Reviews

Fitting portrait puts Puccini in fine focus


OPERA
THE PUCCINI STORY
Melbourne City Opera
Melba Hall, September 19-21
John Slavin Reviewer
The Age, 23/9/2008

ADVISING a potential librettist for one of his operas Giacomo Puccini demanded: "Write something that will make the world to weep." His operas were taken at the time to be examples of a new realistic style that he shared with Mascagni and Leoncavallo. But Puccini's music emphasises the melodramatic opportunities of the text to such effect that the result is a form of nervous electricity that arouses the emotions.

This experience familiar to opera lovers is a musical gloss on psycho-pathetic relationships, particularly sadism.

More than any other composer, Puccini punished his heroines. The casualty list is extensive and impressive.

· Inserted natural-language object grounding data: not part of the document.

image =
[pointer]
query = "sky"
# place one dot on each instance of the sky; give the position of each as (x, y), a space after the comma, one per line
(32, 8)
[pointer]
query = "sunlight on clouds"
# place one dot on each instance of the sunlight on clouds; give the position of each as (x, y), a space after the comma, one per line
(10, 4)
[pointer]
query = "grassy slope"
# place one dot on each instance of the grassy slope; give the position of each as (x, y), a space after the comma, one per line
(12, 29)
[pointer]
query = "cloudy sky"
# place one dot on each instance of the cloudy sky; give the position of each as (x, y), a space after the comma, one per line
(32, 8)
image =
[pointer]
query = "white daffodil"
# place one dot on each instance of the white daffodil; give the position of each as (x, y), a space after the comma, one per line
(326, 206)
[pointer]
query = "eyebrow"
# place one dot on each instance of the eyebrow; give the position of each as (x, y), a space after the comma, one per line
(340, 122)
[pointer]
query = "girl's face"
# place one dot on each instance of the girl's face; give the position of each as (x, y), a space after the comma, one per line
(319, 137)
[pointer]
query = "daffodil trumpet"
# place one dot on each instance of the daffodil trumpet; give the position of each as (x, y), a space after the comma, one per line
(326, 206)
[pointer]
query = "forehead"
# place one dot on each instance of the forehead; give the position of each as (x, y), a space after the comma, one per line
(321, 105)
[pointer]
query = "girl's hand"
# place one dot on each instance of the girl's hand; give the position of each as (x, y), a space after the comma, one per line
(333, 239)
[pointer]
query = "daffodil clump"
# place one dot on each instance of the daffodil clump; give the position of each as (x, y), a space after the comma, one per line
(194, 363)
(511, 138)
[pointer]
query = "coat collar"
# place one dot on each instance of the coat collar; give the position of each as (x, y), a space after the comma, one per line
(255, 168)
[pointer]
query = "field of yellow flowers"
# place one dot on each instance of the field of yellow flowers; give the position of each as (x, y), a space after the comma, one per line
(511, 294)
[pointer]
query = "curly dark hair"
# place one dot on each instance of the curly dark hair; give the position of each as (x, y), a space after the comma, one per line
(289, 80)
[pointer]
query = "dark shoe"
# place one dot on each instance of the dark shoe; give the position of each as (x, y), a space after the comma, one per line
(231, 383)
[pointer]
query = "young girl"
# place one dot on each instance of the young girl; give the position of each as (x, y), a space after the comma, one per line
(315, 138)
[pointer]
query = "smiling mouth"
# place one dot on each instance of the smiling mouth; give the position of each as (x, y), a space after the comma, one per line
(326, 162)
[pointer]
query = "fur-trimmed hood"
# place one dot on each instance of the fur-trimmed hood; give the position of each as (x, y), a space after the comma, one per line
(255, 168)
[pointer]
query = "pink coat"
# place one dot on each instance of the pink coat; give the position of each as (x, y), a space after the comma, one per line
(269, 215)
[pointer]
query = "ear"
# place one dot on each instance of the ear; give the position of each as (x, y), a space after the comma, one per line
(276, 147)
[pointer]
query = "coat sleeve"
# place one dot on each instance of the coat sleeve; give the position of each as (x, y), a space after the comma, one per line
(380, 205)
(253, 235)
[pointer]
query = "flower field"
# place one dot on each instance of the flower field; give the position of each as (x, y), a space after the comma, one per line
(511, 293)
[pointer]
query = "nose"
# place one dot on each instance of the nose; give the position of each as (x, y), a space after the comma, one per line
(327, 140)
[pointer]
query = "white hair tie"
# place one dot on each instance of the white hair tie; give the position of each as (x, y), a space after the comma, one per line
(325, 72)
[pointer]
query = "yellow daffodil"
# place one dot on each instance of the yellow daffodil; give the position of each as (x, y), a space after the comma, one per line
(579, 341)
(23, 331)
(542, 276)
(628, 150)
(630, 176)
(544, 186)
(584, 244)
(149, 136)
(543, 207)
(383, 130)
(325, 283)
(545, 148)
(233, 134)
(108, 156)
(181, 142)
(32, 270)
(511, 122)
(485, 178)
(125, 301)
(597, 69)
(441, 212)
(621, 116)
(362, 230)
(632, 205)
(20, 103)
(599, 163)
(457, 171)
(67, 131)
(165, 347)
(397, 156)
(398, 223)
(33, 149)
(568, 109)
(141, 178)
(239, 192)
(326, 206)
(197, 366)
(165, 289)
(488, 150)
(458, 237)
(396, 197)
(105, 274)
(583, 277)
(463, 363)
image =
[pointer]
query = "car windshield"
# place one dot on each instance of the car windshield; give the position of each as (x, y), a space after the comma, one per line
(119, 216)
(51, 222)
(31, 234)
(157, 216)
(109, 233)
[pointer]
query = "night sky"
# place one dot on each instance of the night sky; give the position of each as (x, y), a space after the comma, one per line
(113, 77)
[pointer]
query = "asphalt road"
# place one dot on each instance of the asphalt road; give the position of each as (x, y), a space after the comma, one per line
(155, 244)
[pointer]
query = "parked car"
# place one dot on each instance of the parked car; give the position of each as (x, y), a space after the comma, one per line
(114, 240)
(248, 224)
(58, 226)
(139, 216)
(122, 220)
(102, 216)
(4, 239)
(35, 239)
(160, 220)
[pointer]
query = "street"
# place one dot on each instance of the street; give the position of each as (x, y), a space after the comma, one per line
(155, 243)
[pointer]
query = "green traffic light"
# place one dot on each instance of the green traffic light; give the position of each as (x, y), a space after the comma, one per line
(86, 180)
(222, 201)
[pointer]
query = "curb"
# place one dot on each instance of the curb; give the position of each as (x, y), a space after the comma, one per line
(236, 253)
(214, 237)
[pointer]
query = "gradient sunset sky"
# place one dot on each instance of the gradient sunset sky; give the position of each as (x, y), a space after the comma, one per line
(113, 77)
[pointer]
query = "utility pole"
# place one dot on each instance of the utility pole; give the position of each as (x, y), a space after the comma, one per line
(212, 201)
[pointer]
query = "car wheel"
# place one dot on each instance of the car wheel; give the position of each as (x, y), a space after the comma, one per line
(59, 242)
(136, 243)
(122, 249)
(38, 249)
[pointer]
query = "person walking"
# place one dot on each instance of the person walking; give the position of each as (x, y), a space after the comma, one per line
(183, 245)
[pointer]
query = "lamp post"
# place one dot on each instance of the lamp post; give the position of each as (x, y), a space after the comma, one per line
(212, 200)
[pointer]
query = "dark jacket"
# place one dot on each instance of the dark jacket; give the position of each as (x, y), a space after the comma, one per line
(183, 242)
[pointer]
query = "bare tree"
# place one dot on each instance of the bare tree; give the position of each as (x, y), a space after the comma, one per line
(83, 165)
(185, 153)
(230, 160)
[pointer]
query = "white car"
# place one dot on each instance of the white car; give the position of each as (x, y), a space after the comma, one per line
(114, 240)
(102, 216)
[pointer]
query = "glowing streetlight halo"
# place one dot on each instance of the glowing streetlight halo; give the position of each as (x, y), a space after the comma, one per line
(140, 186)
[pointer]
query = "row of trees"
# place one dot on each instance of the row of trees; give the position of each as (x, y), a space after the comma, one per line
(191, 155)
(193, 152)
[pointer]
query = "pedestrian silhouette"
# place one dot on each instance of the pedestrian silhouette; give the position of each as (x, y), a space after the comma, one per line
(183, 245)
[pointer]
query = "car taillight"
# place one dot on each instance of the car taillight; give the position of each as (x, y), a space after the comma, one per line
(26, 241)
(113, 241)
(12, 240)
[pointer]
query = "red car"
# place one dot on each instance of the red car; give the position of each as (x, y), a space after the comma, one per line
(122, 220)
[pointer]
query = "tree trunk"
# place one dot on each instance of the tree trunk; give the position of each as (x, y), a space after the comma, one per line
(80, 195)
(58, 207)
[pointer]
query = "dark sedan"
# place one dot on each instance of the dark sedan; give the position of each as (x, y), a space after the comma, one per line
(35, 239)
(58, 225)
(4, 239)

Something of this ambiguous quality haunted Joseph Talia's celebration of the composer's 150th birthday for Melbourne City Opera.

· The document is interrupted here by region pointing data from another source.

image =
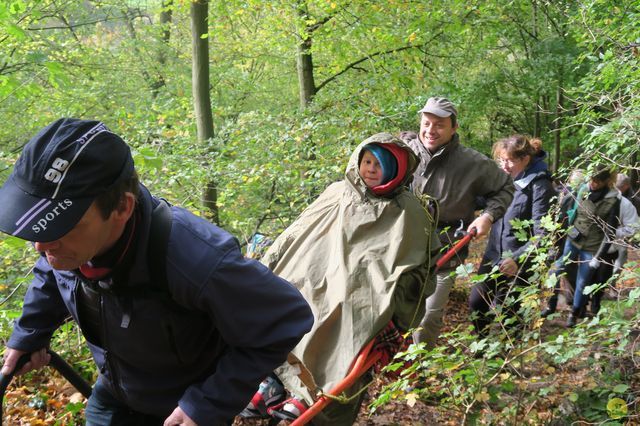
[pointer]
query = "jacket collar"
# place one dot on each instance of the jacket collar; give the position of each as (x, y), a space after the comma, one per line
(138, 273)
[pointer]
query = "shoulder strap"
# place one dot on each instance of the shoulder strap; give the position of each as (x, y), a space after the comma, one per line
(161, 219)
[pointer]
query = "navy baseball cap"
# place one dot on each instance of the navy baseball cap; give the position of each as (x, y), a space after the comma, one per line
(60, 172)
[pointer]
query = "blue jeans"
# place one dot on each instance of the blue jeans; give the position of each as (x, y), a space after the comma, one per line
(583, 277)
(103, 409)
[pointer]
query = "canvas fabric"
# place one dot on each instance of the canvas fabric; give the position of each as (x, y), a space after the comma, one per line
(359, 260)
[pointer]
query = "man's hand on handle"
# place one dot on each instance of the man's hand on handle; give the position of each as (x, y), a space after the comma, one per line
(179, 417)
(482, 224)
(38, 360)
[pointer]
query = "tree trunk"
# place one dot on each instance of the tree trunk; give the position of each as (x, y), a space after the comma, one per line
(166, 15)
(558, 122)
(304, 62)
(201, 95)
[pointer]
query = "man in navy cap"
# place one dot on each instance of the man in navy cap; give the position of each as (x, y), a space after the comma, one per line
(182, 327)
(456, 176)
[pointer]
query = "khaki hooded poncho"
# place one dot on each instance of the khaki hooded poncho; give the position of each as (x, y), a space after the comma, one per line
(359, 260)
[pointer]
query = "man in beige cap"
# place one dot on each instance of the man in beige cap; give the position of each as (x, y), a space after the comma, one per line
(457, 177)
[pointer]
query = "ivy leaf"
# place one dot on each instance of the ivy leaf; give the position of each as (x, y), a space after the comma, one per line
(617, 408)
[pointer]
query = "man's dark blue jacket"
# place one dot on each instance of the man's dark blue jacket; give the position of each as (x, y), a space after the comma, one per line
(232, 323)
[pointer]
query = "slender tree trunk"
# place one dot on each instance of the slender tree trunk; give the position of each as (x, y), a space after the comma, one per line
(304, 62)
(166, 16)
(558, 122)
(536, 119)
(201, 95)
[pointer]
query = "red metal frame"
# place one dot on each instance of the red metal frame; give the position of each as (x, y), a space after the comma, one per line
(365, 359)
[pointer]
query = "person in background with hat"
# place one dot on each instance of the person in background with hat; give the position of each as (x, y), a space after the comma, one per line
(600, 216)
(456, 176)
(192, 357)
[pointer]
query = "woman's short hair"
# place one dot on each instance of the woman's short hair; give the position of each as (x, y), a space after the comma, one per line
(515, 146)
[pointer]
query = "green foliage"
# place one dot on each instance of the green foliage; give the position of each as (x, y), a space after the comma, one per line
(375, 63)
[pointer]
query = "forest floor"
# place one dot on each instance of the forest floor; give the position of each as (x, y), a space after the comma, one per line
(45, 398)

Talia's take is that Puccini began as a bohemian and remained so all his life. But the narrative and the photographs that accompanied the biography suggested a flaneur, while the stories of his relationship with his formidable wife, Elvira, and the affairs he had with married women, could have come from a composite of his operas.

There were few surprises in the choice of arias, which, given Puccini's immense popularity, is not surprising. The audience was there for the music and not for a display of vocal distinction. Unfortunately, the orchestra under Patrick Miller frequently wobbled into thin sound.

Among the large cast of singers, Mylinda Joyce struck the right plaintive note in the role of La Boheme's Mimi.

The result was an admirable if not complex portrait of personal and musical development in which the operatic achievement was speedily laid out.